The hack started with stolen credentials. The presumption is that the hacker purchased them on the dark web, but how did they wind up there? In most cases they are captured when a user falls for a phishing email, but they can also be guessed if you’re not using a strong, complex password. They could also have been compromised in another breach and the user had the same password across different accounts. Possible preventative measures here would include security training for end users to avoid falling for phishing emails, monitoring the dark web for credentials associated with your accounts, using strong and complex passwords, using a password manager to have unique passwords across all accounts, and having breach alerts to let you know when a service is compromised so you can change those credentials.
After the hacker gained the user’s credentials he attempted to log in to Uber’s systems. Uber has multi-factor authentication (MFA) in place, which typically prevents an unauthorized login attempt like this from succeeding.

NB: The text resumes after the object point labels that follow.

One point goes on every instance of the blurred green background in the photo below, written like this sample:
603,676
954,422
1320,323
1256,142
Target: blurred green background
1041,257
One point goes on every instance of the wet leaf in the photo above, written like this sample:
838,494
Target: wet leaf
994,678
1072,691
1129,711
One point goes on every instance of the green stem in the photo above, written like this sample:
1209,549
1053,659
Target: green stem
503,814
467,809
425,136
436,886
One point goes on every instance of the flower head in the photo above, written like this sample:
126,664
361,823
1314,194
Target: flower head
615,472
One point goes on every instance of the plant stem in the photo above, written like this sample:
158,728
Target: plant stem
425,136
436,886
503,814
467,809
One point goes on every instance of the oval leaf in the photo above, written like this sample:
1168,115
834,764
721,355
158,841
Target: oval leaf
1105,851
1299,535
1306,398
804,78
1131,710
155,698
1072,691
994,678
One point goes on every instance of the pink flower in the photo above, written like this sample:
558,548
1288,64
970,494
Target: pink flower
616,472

Unfortunately, in this case, the user fell victim to what is called “MFA fatigue”: the attacker repeatedly sent MFA requests to the user for almost an hour, then contacted the user claiming to be an Uber IT technician and told the user the prompts would stop if the user allowed the login attempt. Possible preventative measures at this point would be educating users on MFA and abnormal behavior like repeated prompts over the course of an hour, as well as the proper communication channels between themselves and IT/technology support personnel.

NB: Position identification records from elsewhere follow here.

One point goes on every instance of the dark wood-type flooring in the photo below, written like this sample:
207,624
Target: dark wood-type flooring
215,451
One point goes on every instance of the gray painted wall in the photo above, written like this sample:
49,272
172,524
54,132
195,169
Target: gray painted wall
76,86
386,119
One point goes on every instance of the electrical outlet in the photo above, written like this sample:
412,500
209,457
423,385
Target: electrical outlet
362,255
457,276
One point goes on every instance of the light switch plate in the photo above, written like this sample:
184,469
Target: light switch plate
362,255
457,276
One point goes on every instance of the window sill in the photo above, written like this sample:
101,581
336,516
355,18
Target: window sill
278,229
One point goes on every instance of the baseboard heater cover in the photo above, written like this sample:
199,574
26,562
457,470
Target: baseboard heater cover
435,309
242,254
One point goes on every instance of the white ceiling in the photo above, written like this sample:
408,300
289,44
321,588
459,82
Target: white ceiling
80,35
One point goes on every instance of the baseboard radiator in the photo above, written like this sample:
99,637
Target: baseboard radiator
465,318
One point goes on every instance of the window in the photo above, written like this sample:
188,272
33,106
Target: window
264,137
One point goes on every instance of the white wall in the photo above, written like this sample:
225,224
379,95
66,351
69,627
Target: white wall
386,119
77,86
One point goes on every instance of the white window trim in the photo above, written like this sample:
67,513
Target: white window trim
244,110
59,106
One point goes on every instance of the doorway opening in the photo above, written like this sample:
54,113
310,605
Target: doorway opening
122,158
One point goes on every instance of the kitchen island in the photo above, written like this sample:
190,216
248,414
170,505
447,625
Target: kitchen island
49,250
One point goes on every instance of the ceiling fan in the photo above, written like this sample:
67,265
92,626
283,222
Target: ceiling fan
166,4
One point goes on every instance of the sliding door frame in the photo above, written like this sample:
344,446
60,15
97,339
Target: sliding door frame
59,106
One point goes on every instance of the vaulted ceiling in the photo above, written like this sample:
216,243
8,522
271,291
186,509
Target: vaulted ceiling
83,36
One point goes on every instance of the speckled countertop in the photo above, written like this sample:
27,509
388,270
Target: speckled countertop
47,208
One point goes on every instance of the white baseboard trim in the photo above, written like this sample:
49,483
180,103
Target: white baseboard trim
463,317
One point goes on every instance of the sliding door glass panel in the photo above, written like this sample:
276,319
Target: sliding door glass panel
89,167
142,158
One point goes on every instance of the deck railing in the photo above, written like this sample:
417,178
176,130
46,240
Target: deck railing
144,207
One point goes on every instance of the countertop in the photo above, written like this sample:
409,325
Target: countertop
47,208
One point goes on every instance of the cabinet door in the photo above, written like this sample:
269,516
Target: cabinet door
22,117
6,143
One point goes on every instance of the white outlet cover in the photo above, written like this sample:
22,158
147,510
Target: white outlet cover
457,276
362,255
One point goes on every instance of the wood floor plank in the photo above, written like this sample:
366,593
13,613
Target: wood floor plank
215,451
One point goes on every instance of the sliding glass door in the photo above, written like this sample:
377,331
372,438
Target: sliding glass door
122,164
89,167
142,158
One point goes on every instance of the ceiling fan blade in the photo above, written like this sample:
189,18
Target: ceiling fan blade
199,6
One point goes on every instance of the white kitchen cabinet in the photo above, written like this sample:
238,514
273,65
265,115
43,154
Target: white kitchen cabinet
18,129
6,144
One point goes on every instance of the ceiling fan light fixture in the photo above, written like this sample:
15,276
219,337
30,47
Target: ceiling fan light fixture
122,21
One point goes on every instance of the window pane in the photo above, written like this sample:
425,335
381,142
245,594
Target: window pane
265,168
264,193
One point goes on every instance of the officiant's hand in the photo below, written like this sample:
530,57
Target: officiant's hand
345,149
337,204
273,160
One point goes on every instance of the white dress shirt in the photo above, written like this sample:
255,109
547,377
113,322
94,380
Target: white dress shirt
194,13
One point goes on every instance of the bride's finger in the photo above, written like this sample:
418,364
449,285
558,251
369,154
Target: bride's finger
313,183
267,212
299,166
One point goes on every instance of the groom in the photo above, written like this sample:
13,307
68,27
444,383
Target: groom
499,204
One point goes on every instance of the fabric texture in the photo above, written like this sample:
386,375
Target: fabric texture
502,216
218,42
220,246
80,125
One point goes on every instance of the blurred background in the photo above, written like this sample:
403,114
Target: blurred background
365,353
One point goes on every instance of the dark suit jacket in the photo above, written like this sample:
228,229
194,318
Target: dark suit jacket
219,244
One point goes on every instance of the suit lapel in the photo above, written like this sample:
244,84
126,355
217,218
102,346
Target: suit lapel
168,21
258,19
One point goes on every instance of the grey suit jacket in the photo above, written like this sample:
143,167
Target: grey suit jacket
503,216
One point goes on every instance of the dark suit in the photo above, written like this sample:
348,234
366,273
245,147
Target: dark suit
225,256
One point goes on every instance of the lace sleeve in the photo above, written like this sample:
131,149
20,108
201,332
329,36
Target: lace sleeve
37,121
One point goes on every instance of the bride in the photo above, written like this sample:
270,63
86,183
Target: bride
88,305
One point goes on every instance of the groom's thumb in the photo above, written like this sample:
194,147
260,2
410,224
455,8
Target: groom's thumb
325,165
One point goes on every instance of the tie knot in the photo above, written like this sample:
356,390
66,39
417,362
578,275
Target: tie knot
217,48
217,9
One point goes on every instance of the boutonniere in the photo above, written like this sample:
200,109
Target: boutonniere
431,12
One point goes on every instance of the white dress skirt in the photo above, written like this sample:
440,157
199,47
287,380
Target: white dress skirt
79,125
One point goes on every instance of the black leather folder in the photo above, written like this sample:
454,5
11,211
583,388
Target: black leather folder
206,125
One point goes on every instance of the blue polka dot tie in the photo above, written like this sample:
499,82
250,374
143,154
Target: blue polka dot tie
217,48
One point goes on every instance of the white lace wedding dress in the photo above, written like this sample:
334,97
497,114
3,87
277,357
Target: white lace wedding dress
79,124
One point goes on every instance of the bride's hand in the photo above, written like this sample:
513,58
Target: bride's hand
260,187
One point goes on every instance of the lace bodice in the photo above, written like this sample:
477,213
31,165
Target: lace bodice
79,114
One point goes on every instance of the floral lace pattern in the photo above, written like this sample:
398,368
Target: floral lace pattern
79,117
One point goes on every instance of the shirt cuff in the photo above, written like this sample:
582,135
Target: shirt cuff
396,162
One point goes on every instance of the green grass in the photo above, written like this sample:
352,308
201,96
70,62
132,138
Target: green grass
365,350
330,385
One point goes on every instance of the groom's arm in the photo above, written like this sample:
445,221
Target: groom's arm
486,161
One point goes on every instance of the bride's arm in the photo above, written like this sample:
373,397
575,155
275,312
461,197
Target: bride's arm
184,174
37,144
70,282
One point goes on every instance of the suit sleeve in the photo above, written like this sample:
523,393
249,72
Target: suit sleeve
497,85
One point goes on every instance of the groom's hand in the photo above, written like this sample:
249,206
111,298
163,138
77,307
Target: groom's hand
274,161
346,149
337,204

Once the attacker gained access to Uber’s systems by getting credentials and tricking the user into allowing the attacker’s login attempt, there were several other factors that allowed the attacker to almost compromise Uber’s internal systems completely. Things like administrative credentials stored in file shares or coded into scripts, compromise of management systems that had access to multiple other internal systems and databases, all played a role.
What does all that mean for you as a business owner or a computer user? It means that something as simple as stolen credentials and a text message can lead to your business being hacked. There are steps you can take to mitigate the risk of that happening, as mentioned above. It can all seem overwhelming, but the key is to start with small steps and to keep going. It’s an ongoing, ever-evolving process, but having a good technology partner can make it smoother.